Don't be in denial. I don't understand how you can do poor in almost every category and average in two, yet be good at anatomy, physiology, and pathophysiology. You aren't just messing up one one or two categories. You didn't barely fail. You failed by a lot. I think it is very likely that you are not good at what you say you are. What if you are so bad at it that you don't realize it? You thought you were good at it so you didn't waste your time studying it or you just glossed over it, but it turns you are bad at it.


----------



## Dutchieee (Aug 21, 2015)

Aprz said:


> Don't be in denial. I don't understand how you can do poor in almost every category and average in two, yet be good at anatomy, physiology, and pathophysiology. You aren't just messing up one one or two categories. You didn't barely fail. You failed by a lot. I think it is very likely that you are not good at what you say you are. What if you are so bad at it that you don't realize it? You thought you were good at it so you didn't waste your time studying it or you just glossed over it, but it turns you are bad at it.





I studied over everything. Even what i considered myself to be efficient at. (wasn't a whole lot) There was no denial. I realize where i stand now. Im not implying a sense of superiority. But rest assure. I busted my chops and im not stopping now. So lets stop beating at a dead horse shall we? 
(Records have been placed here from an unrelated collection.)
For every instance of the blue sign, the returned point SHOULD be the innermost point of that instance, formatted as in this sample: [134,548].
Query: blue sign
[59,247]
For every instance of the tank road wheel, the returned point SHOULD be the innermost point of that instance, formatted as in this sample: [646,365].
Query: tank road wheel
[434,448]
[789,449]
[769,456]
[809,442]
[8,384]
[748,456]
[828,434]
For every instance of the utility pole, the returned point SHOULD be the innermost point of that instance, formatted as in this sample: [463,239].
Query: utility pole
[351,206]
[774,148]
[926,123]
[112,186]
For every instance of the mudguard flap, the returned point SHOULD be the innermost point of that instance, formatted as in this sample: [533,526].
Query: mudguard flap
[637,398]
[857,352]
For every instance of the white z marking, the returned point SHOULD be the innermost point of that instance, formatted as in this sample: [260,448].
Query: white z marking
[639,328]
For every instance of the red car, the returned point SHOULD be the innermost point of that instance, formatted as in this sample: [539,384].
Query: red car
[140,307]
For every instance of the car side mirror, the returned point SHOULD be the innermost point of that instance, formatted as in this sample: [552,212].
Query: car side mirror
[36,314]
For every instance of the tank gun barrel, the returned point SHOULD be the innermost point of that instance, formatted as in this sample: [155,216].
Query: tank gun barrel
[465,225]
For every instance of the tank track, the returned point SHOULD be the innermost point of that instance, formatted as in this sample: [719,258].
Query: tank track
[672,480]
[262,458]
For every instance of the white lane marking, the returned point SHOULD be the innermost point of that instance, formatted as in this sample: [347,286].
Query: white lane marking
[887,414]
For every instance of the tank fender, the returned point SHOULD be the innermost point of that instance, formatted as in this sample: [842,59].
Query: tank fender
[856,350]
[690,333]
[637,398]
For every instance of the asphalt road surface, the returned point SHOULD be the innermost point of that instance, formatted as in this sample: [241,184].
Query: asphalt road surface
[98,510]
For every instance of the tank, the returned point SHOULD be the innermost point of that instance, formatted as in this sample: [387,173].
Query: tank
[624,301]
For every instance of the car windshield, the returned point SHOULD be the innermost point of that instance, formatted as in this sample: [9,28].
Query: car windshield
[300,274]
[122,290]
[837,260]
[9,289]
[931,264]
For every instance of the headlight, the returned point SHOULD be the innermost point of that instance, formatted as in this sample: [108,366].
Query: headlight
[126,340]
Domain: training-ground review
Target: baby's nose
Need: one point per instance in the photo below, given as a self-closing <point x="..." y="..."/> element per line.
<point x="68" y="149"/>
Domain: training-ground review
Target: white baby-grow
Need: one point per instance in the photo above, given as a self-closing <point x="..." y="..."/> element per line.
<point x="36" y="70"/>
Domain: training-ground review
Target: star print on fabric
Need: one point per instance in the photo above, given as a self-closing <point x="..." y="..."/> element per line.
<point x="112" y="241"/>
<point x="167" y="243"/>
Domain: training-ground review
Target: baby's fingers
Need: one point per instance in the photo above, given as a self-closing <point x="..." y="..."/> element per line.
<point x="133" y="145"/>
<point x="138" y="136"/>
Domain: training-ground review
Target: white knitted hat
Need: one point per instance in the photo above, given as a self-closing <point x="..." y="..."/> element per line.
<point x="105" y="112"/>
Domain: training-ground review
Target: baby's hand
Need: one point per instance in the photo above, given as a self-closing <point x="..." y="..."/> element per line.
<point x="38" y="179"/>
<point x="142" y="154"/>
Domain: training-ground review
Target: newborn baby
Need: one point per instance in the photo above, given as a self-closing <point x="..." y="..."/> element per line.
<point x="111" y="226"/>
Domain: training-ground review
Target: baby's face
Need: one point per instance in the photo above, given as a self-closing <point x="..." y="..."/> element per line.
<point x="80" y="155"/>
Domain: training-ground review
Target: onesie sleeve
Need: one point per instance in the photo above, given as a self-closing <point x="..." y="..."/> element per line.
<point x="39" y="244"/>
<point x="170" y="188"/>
And @Gurby i did ALL the chapters on JB. I retook them repeatedly. Marked down the chapters i got anything lower than a 75% on and evaluated them. I listen to each audio chapter and evaluate each answer right or wrong for further understanding. Im going to keep at it. But im glad i found this website to further enhance my understanding and studies. 15 days is too little for a retake. I need more time in the books than what i expected. My biggestco ncern now is to find more resources to study and practice off of.


----------



## Gurby (Aug 21, 2015)

Dutchieee said:


> And @Gurby i did ALL the chapters on JB. I retook them repeatedly. Marked down the chapters i got anything lower than a 75% on and evaluated them. I listen to each audio chapter and evaluate each answer right or wrong for further understanding. Im going to keep at it. But im glad i found this website to further enhance my understanding and studies. 15 days is too little for a retake. I need more time in the books than what i expected. My biggestco ncern now is to find more resources to study and practice off of.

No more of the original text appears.